Dorn tried to prevent Vicki from speaking. He heaped her with scorn and flatly denied all allegations—but Mrs. Bryant insisted.
Vicki started to enumerate her points: the so-called Lucy had not worked for Whitney Decorators because no such firm had ever existed. Her alleged doctor, Dr. Alice James, did not exist. The addresses where she’d said she lived did not exist.
“Lies, lies!” Dorn said to Mr. Bryant. “I visited every one of those persons and places myself. You have my word for it.”
Marshall Bryant nodded. Vicki said to him:
“Mr. Dorn is the one who’s lying. You have only his word for these things, and he and his mother and this girl he misrepresents to be your granddaughter—they’re all in collusion together.”
“I’ll take you to court for libel, Vicki Barr!” Dorn fairly shouted.
She ignored that, and appealed to the Bryants. “Send an impartial investigator to San Francisco, or go yourselves.
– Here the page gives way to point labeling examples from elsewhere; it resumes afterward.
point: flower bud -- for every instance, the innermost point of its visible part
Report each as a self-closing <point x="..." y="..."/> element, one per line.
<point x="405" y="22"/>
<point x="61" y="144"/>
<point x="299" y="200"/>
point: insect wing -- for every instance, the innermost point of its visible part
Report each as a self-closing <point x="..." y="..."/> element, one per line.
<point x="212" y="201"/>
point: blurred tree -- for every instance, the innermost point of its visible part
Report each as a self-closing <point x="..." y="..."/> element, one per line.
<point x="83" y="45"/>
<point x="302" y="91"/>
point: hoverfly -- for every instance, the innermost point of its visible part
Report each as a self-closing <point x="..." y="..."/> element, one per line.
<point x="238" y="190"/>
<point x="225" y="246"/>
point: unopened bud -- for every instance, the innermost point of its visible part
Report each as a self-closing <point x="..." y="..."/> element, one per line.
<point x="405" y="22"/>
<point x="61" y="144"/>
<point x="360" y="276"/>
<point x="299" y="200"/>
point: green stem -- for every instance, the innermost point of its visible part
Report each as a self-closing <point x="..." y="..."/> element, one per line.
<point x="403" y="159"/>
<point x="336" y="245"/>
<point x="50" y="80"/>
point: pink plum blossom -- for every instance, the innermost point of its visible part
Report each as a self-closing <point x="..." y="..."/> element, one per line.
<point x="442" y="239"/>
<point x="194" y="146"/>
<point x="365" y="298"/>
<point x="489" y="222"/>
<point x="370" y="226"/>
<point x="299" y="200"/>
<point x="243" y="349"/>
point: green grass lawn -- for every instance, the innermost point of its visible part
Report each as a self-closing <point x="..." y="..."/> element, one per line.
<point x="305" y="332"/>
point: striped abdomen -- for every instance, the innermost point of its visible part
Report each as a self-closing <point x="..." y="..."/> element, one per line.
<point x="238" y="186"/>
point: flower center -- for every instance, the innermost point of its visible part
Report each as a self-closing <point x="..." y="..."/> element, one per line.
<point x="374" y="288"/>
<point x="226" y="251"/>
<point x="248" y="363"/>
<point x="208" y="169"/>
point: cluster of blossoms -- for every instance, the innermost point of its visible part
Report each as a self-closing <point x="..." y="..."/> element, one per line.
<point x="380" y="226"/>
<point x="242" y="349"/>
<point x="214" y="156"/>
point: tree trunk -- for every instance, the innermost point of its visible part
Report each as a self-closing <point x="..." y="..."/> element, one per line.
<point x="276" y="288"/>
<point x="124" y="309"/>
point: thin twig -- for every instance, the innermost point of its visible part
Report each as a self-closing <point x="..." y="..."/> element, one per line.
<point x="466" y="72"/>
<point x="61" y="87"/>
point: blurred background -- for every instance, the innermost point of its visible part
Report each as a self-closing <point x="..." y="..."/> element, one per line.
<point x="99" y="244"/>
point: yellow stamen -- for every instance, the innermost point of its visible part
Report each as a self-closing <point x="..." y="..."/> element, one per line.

You’ll find out from the Interstate Insurance Company that that’s where Lucy worked, ever since she got out of school. Talk to Mr. Hall. Talk to Jill Joseph who lives in Lucy’s old house in Sutro Heights—she and her parents, the Rossiters, knew Lucy’s parents—”
“Ridiculous,” said Dorn, with a little laugh. “Perhaps this other girl’s name actually is Lucy Rowe—though I doubt it—but even if it is, that does not make her your granddaughter and your heir. Can’t you see how easy it is for an unscrupulous girl to claim to be your kin whom you’ve never seen? A crude attempt, I must say.”
Vicki saw that she was getting nowhere. The more points she raised, the more Dorn, with a lawyer’s great verbal skill, twisted and bypassed them. He managed to make Vicki’s statements appear implausible. He enumerated proofs of his own correctness. Lucy, sitting beside her, was numb with misery.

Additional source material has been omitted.